I just picked up a copy of Kenneth Baum’s The Mental Edge. Baum is a premier sports performance consultant. He has worked with Olympic and professional athletes. His book is all about maximizing your athletic performance, but I think it has a lot to say about teaching and learning. Early in the book, Baum outlines "10 Perception Stretchers" that have a direct application in the classroom.
Of course there is more to Baum’s book than the "10 Perception Stretchers" outlined above. I strongly recommend reading The Mental Edge, because it complements the latest in brain research and learning theory in a reader friendly way.
- “A loss becomes a gain if you change how you trained.” So, if your students aren’t doing well on assessments, examine your approach and make the appropriate modifications. Teach your students to do the same. Have them examine their deficiencies as a means to lean about themselves and modify their learning.
- “If you do what you’ve always done, you’ll get what you’ve always gotten.” I have heard this one a million times, but Baum is right. When we resist change we are refusing to admit that there is a path to improvement. However, being able to change and adapt is critical to increasing our performance and the performance of our students. This means taking risks and trying new approaches in the classroom. In essence we all need to become educational explorers. The added benefit in teaching this way is that it gets us outside the monotony loop. Each day we are energized. This approach to teaching fights off burnout and the desire to phone it in. Of course we should encourage our students to discover new ways of doing things too. If you’ve ever watched a kid play a video game, then you know that kids are natural explorers. We need to harness this curiosity in our classrooms.
- “The imagination is more powerful than the will.” This is all about visualization. Teaching ourselves and our students to visualize an experience before they actually encounter it. Walk them through visualization exercises. I used this type of preparation when preparing kids for numerous assessments. I even had students compare their actual experiences to the visualized ones. An added benefit is that visualization strategies go a long way toward preparing students for stressful situations like testing.
- “The mind gets in the way.” The student who knew it all, but didn’t execute on the high stakes exam is an example of the mind getting in the way of optimal performance. Remember that brain research indicates that students who perform well on high stakes tests have more efficient brain activity than those who don’t perform well.

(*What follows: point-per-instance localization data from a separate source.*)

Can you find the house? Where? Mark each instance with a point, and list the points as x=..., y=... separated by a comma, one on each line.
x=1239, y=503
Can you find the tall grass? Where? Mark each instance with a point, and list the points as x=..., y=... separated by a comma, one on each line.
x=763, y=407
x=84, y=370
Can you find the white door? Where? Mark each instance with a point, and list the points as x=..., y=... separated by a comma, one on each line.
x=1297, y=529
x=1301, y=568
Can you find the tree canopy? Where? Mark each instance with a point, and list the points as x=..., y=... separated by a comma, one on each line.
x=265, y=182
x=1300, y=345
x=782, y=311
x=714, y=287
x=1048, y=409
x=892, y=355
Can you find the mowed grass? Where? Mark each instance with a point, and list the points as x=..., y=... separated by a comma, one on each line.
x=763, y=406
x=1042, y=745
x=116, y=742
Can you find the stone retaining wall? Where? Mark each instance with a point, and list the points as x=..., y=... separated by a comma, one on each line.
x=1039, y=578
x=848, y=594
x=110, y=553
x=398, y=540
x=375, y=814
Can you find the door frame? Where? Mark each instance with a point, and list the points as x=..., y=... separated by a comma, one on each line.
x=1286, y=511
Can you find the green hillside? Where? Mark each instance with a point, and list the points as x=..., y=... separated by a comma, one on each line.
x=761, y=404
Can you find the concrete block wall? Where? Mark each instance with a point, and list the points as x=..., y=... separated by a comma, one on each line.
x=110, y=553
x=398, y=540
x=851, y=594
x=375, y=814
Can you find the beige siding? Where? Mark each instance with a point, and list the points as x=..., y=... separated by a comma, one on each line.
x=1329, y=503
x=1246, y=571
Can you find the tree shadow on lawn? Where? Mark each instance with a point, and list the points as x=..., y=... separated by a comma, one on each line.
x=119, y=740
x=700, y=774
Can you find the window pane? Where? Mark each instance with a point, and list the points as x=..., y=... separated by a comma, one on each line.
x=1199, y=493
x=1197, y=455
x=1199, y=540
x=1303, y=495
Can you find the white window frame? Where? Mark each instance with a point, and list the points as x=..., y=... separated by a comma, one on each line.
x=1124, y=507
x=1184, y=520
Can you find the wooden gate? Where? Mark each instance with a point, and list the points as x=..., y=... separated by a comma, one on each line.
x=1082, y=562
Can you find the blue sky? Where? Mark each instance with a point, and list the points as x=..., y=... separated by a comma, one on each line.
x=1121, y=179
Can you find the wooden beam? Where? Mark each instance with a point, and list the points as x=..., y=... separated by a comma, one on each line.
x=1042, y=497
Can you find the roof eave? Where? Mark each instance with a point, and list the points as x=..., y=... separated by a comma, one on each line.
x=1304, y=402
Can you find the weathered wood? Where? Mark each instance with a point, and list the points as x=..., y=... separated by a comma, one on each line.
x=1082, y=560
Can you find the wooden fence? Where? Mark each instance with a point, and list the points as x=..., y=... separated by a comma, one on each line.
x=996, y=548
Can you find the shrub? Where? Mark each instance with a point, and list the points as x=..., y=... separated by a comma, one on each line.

Doubt is a killer distracter for our students. It feeds anxiety and impedes focus. Unfortunately, when it comes to performance it appears to be all about focus.
- “Limitations are temporary.” Teach kids that there are no limits to what their minds can do. When students understand that they can always forge new neuropathways, then they are more open to learning. Feelings of intellectual inferiority are replaced with feelings of hope. In essence, teaching kids that limitations are temporary teaches them to be resilient. That’s why it is important that students have a basic understanding of the brain. It is time to create a nation of little neuroscientists.
- “Anyone can improve.” That’s right even the best can get better. Despite being the best in the world, Tiger Woods still works on his game. We can always improve our teaching and learning if we are willing to work on the weak points. This is an inspiring lesson for students. A taste of improvement goes a long way toward sustaining increased academic achievement.
- “Events have no meaning except what you give them.” This is all about mindset and flow. We create meaning. Our perception of things is the reality we live. Therefore, education should not be a zero-sum game, but a continuous improvement game. Think about the meanings we attach to things and how that frames our experience. Think about how kids perceive our classrooms. Perception makes us negative or positive people. We can help students manage their perception of learning by helping them framing it as positive, neurobic experiences.
- “Getting better is more important than winning.” I remember telling my baseball team that the real accomplishment will be when we play the “perfect game”. We never did, but it gave us a focus beyond zero-sum thinking. The same holds true in the classroom. The key is to persuade the students that improvement is better than “winning”. After all who improved more the student who comes in knowing everything and cruises to an “A” or the student who struggles overtime and improves to an “A”?
- “Practice like you play.” If we want students to perform well on high stakes assessments then it makes sense to give them plenty practice that mirrors the big day. This is essential if we want to break students of self-defeating test-taking behaviors like answering the questions in numeric order. The “practice like you play” mantra holds true for performance assessments too. All too often students are required to give oral reports in school with out as much as a mini-lesson in public speaking. The solution is to scaffold the oral report with mini-lessons that introduce public speaking and require students to practice public speaking with critique. One method of scaffolding is to have students talk to the duck. It is time to put the meat in the “learn by doing” approach to education.
- “The more you expect from a situation, the more you will achieve.” Yes, Baum is all about internalizing high expectations. Remember, it is one thing for us to have high expectations for our students; it is quite another thing for students to have high expectations for themselves.